One of my tricks was to memorize five new French words every day. Those words accrued, as accumulated things do over time. To the point where now, when these French-lesson ads pop up on Facebook – lively young French people anxious to teach me their delicious language so the next time I’m in Paris I won’t embarrass myself – I think, Merci, mais non. I’ve moved on to new words in another language. And I doubt I’ll ever make it back to Paris.
This new year, 2025, marks the tenth year I’ve lived full time in Spanish-speaking Mexico, and I wish I could tell you I’ve learned to speak Spanish fluently in all this time. Far, far from it, I’m afraid. I blame this failure on two main things: (1) There are way too many English-speaking gringos here in San Miguel de Allende; and many Mexicans – always so accommodating — speak better English than I do Spanish, and they like to practice their English with me. And (2), I’m more than a quarter century older than I was in Francophone Africa, and my brain has shrunk. I have the CAT scans to prove it.

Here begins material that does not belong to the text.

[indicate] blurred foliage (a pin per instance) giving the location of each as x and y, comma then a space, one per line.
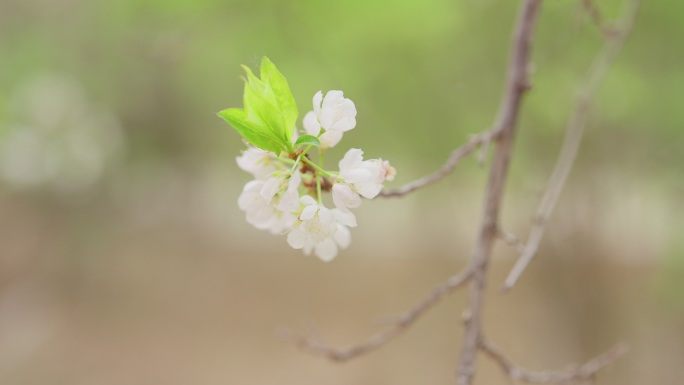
140, 81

But I haven’t given up! Determination is one of my middle names. I still have a private lesson every Monday afternoon at the Biblioteca with mi querida maestra (my dear teacher) Edith.
(My maestra Edith Matehuala, at the Biblioteca in San Miguel de Allende)
Edith and I focus our weekly sessions on conversation and culture. (I gave up memorizing dry grammar rules a long time ago.) Edith rattles on in Spanish about Mexico’s history, or current world events, or whatever her enormous family (she was one of thirteen children) is up to, or whatever else is on her always interesting mind. I try to follow it all, transfixed, and comment or question now and then.
Over lunch every day I do a Duolingo lesson or two. Once in a while I get a perfect score, and the little cartoony characters jump up and down and make a fuss. Positive reinforcement. And sometimes I half-watch Spanish programs on the TV in my studio in the evening while I’m doing something else, like painting.
But with this new year I’ve added a new facet, borrowed from my old French habit. I’m now choosing three — more doable than five — new-to-me words in Spanish to memorize and apply throughout the day. Yes, this was a 2025 New Year’s resolution. So far, so good. (But it’s still early in January.)
How this came about:
The last time I was in New York, about eight or nine years ago now, I bought two boxes of Spanish vocabulary study cards, each containing one thousand words, which I at the time (silly me) thought I’d zip through in no time:
Well, I recently excavated those unopened boxes from a storage bin, dusted them off, and decided to jump in. It’s now or never, I tell myself. Language learning is good for the old brain, I tell myself. This May I’ll turn eighty.
So now, as part of my faithful lifetime early morning ritual (tea drinking, journal writing, praying), I choose three Spanish words at random from the first box, and make a silly sentence using these three new words to repeat to myself throughout the day.
For example: Last Sunday’s word choices were la alfombra (rug), arrugado/a (wrinkled), and detrás (behind, in back of). The sentence I made of them was: La alfombra arrugada está detrás del sofa. (The wrinkled rug is behind the sofa.)
I’m treating this like a game, a little like language solitaire.
My new pal Al tells me again what we all already know, but it doesn’t hurt to repeat: “Learning a new language in older age can have many benefits, such as helping to protect against dementia, improve executive control, and enhance working memory. … Research suggests that you’re never too old to start learning a new language.”
The point is, I think, not to allow ourselves to atrophy. As long as we’re alive, to be truly alive and awake we must continue to learn and grow and maintain a healthy thirst for the new – new experiences, new books, new thoughts, new worlds, new languages, new words. Adiós por ahora.